Beaucoup de voix ont critiqué la focalisation sur le rôle des pratiques de consommation individuelles pour le changement social. Planter des arbres ou faire du vélo ne changera pas le monde. Pire, cela pourrait entraîner un retrait vers la sphère privée, les militant-e-s délaissant le champ de l’action politique au profit d’une vie conforme à leurs valeurs au sein d’une bulle de gens semblables. Ces retraits s’observent dans les faits, que ce soit pour réaliser une utopie (les soixante-huitard-e-s qui s’installent en communauté, les militant-e-s écolos qui construisent des éco-villages…) ou par désillusion vis-à-vis de l’inaction des gouvernements face à l’enjeu climatique. Les conséquences de ces retraits font débat au sein des mouvements militants eux-mêmes, et cette tension constitue une constante dans le répertoire militant qui passe par le changement de consommation et des styles de vie.
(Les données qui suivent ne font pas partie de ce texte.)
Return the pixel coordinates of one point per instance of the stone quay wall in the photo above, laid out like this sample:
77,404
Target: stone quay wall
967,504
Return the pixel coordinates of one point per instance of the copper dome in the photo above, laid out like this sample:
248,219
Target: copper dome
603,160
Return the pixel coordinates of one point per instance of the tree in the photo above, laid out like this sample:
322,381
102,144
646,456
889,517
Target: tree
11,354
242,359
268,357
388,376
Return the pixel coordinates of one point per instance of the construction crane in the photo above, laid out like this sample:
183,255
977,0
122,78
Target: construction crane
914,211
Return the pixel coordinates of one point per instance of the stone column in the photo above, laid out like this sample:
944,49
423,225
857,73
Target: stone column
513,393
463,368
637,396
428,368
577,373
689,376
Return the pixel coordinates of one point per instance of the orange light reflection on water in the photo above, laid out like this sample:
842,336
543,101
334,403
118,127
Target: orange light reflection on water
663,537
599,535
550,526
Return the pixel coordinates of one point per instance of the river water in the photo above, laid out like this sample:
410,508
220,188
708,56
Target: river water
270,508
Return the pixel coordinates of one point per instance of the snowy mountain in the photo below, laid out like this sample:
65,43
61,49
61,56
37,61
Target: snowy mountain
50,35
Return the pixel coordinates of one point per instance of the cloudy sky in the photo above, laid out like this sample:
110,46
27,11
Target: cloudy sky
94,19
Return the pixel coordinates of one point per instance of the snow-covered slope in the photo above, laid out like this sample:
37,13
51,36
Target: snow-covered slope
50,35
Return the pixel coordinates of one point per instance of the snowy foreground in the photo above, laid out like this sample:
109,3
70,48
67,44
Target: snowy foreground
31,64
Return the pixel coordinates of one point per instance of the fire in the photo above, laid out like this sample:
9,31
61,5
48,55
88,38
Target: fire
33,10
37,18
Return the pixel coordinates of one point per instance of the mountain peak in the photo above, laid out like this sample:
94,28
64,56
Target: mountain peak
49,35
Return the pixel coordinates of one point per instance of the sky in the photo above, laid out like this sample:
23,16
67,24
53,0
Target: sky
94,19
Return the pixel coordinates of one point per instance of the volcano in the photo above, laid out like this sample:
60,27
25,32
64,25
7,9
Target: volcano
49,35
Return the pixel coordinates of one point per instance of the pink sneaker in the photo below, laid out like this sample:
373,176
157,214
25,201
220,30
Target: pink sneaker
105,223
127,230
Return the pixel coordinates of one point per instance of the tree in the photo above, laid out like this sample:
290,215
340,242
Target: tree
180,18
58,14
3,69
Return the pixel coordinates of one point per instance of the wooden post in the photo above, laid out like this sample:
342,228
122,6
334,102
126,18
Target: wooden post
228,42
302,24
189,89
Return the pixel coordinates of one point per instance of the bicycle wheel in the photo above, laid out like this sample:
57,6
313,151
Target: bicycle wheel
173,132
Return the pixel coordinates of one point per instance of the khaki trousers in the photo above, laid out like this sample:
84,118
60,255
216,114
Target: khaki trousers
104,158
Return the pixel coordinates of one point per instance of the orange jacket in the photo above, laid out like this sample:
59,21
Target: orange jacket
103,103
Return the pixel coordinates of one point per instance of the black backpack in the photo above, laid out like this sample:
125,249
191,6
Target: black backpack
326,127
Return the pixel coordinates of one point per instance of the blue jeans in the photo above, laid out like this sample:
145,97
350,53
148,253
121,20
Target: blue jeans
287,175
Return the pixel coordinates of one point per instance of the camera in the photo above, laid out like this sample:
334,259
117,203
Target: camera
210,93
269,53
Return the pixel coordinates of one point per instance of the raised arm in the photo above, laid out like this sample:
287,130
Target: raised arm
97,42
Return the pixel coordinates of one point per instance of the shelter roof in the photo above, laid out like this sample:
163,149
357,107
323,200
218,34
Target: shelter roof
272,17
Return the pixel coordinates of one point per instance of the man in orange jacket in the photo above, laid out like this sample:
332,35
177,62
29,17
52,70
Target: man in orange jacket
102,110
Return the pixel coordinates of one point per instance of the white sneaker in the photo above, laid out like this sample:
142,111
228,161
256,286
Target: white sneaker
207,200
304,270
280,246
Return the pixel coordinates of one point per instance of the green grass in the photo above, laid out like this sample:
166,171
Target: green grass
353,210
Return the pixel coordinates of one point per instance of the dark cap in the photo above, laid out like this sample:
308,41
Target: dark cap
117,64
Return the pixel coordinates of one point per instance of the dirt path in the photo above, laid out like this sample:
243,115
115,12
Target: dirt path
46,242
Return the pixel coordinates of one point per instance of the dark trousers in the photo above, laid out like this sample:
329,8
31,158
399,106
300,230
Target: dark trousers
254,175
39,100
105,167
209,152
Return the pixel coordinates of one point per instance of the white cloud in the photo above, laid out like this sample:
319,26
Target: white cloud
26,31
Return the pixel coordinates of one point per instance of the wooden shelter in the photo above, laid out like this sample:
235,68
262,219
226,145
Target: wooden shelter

Mais les enquêtes montrent qu’en fait, la très grande partie des personnes militant par le changement des pratiques de consommation, militent aussi par d’autres biais. La plupart du temps, ce sont ainsi deux facettes de la même médaille.Peut-être qu’un danger plus grand pour ce style de militantisme par la consommation est le fait qu’il associe très étroitement des causes à défendre, et les « bonnes » manières de le faire, à un certain milieu social. Pour les classes moyennes, en particulier des gens avec un capital culturel élevé, souvent citadins et bénéficiant de revenus au-dessus de la moyenne, avoir des pratiques de consommation responsables procure du statut social. Ne pas prendre l’avion ou manger bio leur permet de se distinguer d’autres milieux – les classes populaires d’un côté, les riches avec leur consommation de luxe ostentatoire de l’autre. Ces frontières symboliques entre différentes strates de la société peuvent s’avérer être une barrière pour la diffusion des pratiques de consommation durable ou responsable. Pour y remédier, il faut revenir sur l’encadrement politique de la consommation et trouver des réponses collectives aux problèmes sociaux, plutôt que de les laisser se négocier dans des pratiques de consommation certes vertueuses, mais limitées dans leur potentiel de changement social.